Perhaps still better known for her hugely popular children’s books, Milwood Hargrave’s debut for adults, The Mercies, was nonetheless an instant bestseller that scooped up several prestigious awards when it was published in 2020. Following in hot pursuit now is her second foray into historical fiction, The Dance Tree, and fans of the first will recognise much of what they enjoyed appearing in this sophomore work.
Set in Strasbourg, in 1518, the fiction is inspired by a dancing plague which historical accounts suggest sent the city into a mania for three months of relentless dancing in the streets. The novel focuses on the pregnant Lisbeth, and the women closest to her, as the repercussions of this frenzy impact upon them in myriad ways as they are pushed to the limits of endurance.

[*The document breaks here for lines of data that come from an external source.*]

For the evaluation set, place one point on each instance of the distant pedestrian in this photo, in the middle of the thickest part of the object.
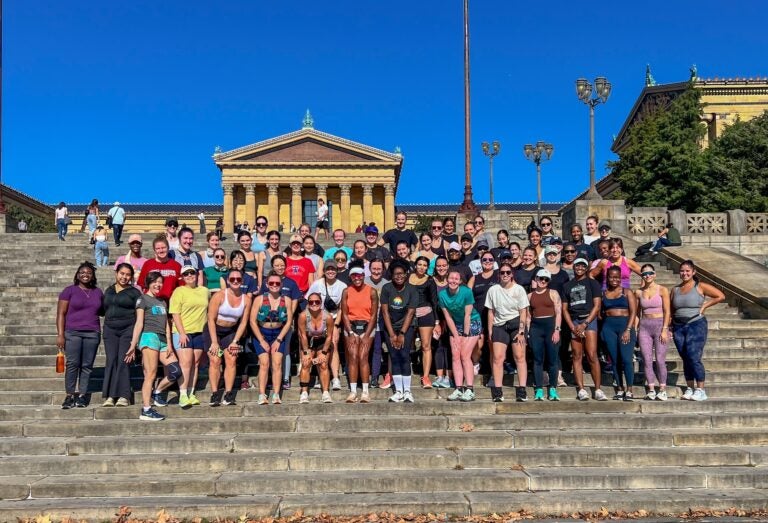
(116, 217)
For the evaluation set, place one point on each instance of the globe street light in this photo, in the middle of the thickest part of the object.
(491, 150)
(538, 153)
(584, 92)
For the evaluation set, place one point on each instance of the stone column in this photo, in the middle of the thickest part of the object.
(250, 203)
(367, 202)
(274, 206)
(229, 208)
(345, 206)
(296, 215)
(389, 206)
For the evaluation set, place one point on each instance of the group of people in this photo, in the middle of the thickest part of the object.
(366, 309)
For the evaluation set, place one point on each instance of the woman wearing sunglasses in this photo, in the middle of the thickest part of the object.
(653, 336)
(315, 327)
(544, 324)
(270, 321)
(228, 313)
(507, 305)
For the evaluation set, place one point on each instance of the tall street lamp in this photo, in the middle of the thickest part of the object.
(541, 152)
(491, 151)
(584, 92)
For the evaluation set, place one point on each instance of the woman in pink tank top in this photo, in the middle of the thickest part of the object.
(653, 313)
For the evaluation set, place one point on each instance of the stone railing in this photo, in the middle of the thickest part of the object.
(650, 220)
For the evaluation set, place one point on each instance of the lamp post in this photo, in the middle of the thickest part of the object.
(491, 151)
(584, 92)
(541, 152)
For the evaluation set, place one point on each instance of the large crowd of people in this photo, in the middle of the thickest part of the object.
(443, 306)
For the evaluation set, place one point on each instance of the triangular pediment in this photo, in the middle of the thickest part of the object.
(306, 146)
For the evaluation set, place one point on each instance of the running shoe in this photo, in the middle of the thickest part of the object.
(521, 394)
(229, 398)
(553, 396)
(600, 395)
(68, 403)
(397, 397)
(455, 395)
(151, 415)
(469, 395)
(216, 398)
(699, 395)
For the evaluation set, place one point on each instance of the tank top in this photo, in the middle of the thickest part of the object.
(323, 331)
(626, 273)
(359, 303)
(227, 312)
(267, 314)
(652, 305)
(615, 303)
(686, 306)
(542, 305)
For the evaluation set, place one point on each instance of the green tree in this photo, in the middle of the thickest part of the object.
(737, 167)
(662, 164)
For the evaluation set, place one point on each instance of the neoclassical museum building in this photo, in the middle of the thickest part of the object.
(283, 177)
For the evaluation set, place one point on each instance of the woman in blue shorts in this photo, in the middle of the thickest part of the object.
(270, 323)
(151, 334)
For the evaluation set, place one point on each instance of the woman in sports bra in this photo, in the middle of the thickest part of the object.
(653, 335)
(227, 320)
(689, 326)
(271, 317)
(315, 327)
(359, 310)
(619, 309)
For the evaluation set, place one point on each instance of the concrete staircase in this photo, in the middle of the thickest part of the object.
(432, 456)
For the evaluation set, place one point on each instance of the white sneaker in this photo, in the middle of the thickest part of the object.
(699, 395)
(600, 395)
(397, 397)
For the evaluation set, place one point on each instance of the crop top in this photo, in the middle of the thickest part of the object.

An award-winning poet, the author leans heavily into her poetic instincts on the page in order to produce rich prose that some readers will luxuriate in. Whereas metaphorical language should offer deeper revelation, at times, it does read here as excessively ornamental where style is prioritised over substance. Less description on a surface level and deeper characterisation would have provided greater scope for complexity in the narrative that would have elevated the novel.
Light and shade
That Milwood Hargrave can turn a beautiful sentence isn’t in question, but future work would benefit from the more considered deployment of this talent. Allowing the prose to breathe more would allow for more light and shade, and tonal variation, which would also help with the pacing.
What this novel does deliver with great skill, however, is a lens through which to view this incredibly intriguing phenomenon from history. Exploring themes of motherhood, misogyny, the patriarchy and forbidden love, the author utilises this moment in history as a great catalyst for examining issues that are still central to our contemporary concerns. This interweaving of the past with the present is deftly done with the author’s incredible capacity for empathy illuminating the sensitive topics that the story incorporates.
Overall there is much to recommend The Dance Tree to fans of historical fiction who long for immersion in another world but prefer escapism that provokes further thought about the time and place that we do live in. Milwood-Hargrave delivers on this, and then some.